If so, you’re not alone. Every day people see birds with unusual plumage. So what’s wrong with these birds? Let’s find out.

Color Variants

Even though it might seem like something’s wrong with birds that look different in terms of color, there’s actually a fair amount of variation that goes on among species. Some bluebirds are simply bluer than others.

But when birds look drastically different with completely white heads or unusually dark feathers, many factors come into play, including genetic makeup, injury, and even diet.

Generally, there isn’t anything wrong with these birds, and they’re typically pretty healthy.
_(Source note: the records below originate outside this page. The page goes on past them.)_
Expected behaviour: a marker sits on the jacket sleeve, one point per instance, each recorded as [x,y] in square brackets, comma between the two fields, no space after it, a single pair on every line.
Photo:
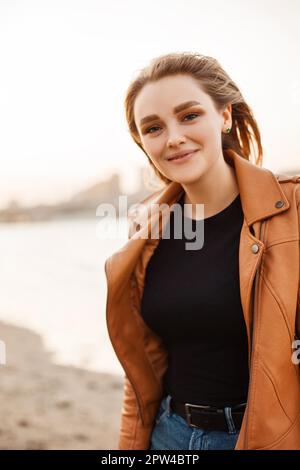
[133,434]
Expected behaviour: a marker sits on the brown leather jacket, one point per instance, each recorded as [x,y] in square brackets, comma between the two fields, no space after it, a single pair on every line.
[269,287]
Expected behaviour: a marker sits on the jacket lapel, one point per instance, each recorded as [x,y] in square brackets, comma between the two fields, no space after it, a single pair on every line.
[259,192]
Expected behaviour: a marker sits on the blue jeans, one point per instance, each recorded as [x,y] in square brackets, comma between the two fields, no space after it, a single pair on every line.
[172,432]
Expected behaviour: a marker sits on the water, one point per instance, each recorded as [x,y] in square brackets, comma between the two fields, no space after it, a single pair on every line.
[52,281]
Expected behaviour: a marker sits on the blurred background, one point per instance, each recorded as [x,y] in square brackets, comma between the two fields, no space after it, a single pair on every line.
[65,148]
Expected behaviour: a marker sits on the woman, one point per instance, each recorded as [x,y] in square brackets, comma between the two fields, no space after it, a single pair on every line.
[206,335]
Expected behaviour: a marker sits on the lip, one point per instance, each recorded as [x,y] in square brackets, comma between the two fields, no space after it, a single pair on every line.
[182,156]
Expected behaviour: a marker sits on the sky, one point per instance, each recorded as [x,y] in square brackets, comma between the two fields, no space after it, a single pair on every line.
[65,66]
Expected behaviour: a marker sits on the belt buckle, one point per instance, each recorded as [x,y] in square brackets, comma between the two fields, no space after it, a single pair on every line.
[188,413]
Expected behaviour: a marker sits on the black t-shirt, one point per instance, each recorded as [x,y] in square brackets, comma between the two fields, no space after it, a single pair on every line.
[191,299]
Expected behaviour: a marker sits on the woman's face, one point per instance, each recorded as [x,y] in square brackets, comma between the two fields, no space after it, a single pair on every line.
[197,127]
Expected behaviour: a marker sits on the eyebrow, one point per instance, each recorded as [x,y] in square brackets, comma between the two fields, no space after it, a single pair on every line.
[177,109]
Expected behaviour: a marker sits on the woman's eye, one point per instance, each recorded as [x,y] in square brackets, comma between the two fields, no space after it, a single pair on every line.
[156,127]
[148,130]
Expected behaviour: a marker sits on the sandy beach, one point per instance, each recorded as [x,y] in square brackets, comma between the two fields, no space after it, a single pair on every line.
[49,406]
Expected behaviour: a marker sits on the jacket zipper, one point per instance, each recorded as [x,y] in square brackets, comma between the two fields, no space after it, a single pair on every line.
[252,329]
[139,402]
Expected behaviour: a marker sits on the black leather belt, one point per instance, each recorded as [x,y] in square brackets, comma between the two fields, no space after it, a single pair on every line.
[228,419]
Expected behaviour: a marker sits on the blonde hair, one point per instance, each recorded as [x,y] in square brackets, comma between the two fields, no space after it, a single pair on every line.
[244,137]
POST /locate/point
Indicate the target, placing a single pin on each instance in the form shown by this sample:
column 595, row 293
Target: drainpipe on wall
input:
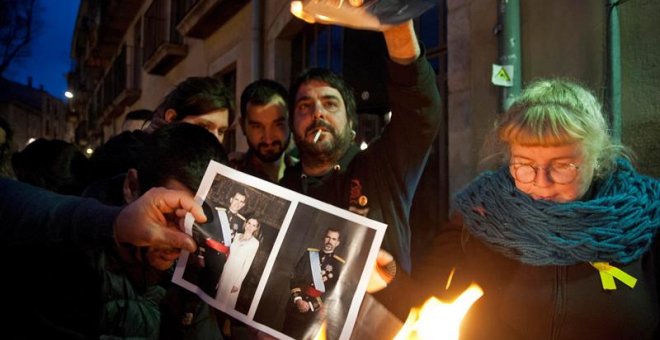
column 257, row 38
column 509, row 16
column 613, row 73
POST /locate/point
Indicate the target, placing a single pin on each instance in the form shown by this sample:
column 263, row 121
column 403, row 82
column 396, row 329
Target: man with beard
column 315, row 276
column 379, row 182
column 263, row 120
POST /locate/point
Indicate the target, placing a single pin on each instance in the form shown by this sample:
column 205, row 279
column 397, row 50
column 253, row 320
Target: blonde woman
column 562, row 237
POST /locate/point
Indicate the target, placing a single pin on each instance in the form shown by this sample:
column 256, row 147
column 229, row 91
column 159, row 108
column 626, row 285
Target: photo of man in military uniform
column 214, row 239
column 315, row 275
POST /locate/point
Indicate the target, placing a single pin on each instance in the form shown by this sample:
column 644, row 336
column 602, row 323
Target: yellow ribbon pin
column 608, row 273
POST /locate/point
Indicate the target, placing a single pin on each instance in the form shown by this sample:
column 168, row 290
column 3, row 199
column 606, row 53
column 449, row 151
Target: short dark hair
column 332, row 79
column 198, row 95
column 261, row 92
column 178, row 151
column 141, row 114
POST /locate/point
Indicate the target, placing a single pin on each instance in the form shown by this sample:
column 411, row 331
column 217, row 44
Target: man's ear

Nevertheless, odd color variations can affect the ability to find a mate or make them more susceptible to predation.

Types of Color Abnormalities

Let’s go into more detail on the types of conditions you might encounter.

Albinism

Albinistic Magpie photographed by Brian Hopper

Albinistic Magpie photographed by Brian Hopper

Albinism is probably the easiest of all the color variants to identify. This is when a bird has all-white or partially white plumage as a result of not producing enough melanin.

The lack of color could be due to genetics, injury, or poor diet. There are levels of severity in albinism. Completely albinistic birds will typically lack pigment coloration in their eyes and skin.

Leucism

Leucistic Common Grackle photographed by Floyd M Rogers

Leucistic Common Grackle photographed by Floyd M Rogers

This is a subset of albinism because it’s a much less severe case, but it’s often stuck into its own category. This is when a bird has very pale plumage that’s light but not completely white. You can tell the difference between an albinistic and leucistic bird by whether or not you can still see some coloration. Patterns on the plumage are usually still visible.

Melanism

Melanistic Mallard photographed by Howard Cheng

Melanistic Mallard photographed by Howard Cheng

Melanism is essentially the opposite of albinism; it leads to darker plumage as a result of too much melanism being produced. The result in severe cases is a bird that looks completely black. This is seen fairly commonly in several hawk species, according to the Cornell Lab of Ornithology.

Xanthochroism

Xanthochroism occurs when yellow-orange pigments replace normal pigments. This leads to a strong yellow coloration in birds that normally aren’t yellow. This happens more commonly in birds that are red, which is why Northern Cardinals, Evening Grosbeaks, Red-bellied Woodpeckers, Scarlet Tanagers, and more are susceptible to xanthochroism.

Yellow House Finches

According to FeederWatch, some people report seeing House Finches that appear to have xanthochroism, due to their yellow coloration (instead of red). However, they say research found it’s related to diet—mainly from eating foods low in certain types of carotenoids.

Erythrism

This is a rare plumage abnormality that results in reddish plumage. It typically happens in feathers that have no melanin.